Васак долго еще смотрел им вслед. Он почувствовал укор совести, но знал, что дальше этого дело не пойдет, монахам он все равно никакой помощи не окажет. Его душило бешенство, но и из-за монахов: ущерб, нанесенный им, он воспринимал как оскорбление себе, своей власти.

– Деншапух сделался властелином у нас в стране! – с горечью выговорил Бабик.

Словно ужаленный, Васак обернулся к нему и яростно прикрикнул:

– Сейчас же вернись в замок!

Взгляд его был дик и зловещ. Бабик знал суровый характер отца; он молча удалился, опустив голову. За ним с виноватым видом последовал и Нерсик, хотя он-то лично ни в чем не провинился.

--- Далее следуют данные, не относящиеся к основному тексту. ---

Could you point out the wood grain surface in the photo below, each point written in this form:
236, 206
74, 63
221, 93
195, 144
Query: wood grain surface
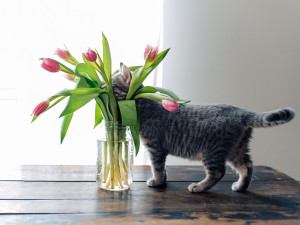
68, 195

– Деншапух… пес!.. – со стоном выговорил Васак и, подняв с земли камень, швырнул его в пропасть. Помолчав, он приказал телохранителю:

– Позови конюшего!

Через несколько минут появился какой-то шарообразный человек и стал перед марзпаном.

– Приготовь коней! Завтра утром выезжаю в Арташат!

– Слушаю! – кланяясь, ответил пискливым голосом конюший.

Васак собрался вернуться в замок, но какое-то необычное движение на противоположном склоне привлекло его внимание. Группа всадников, хлеща коней, скакала по узкой тропе к замку. Вот они остановились, пристально вглядываясь в горы.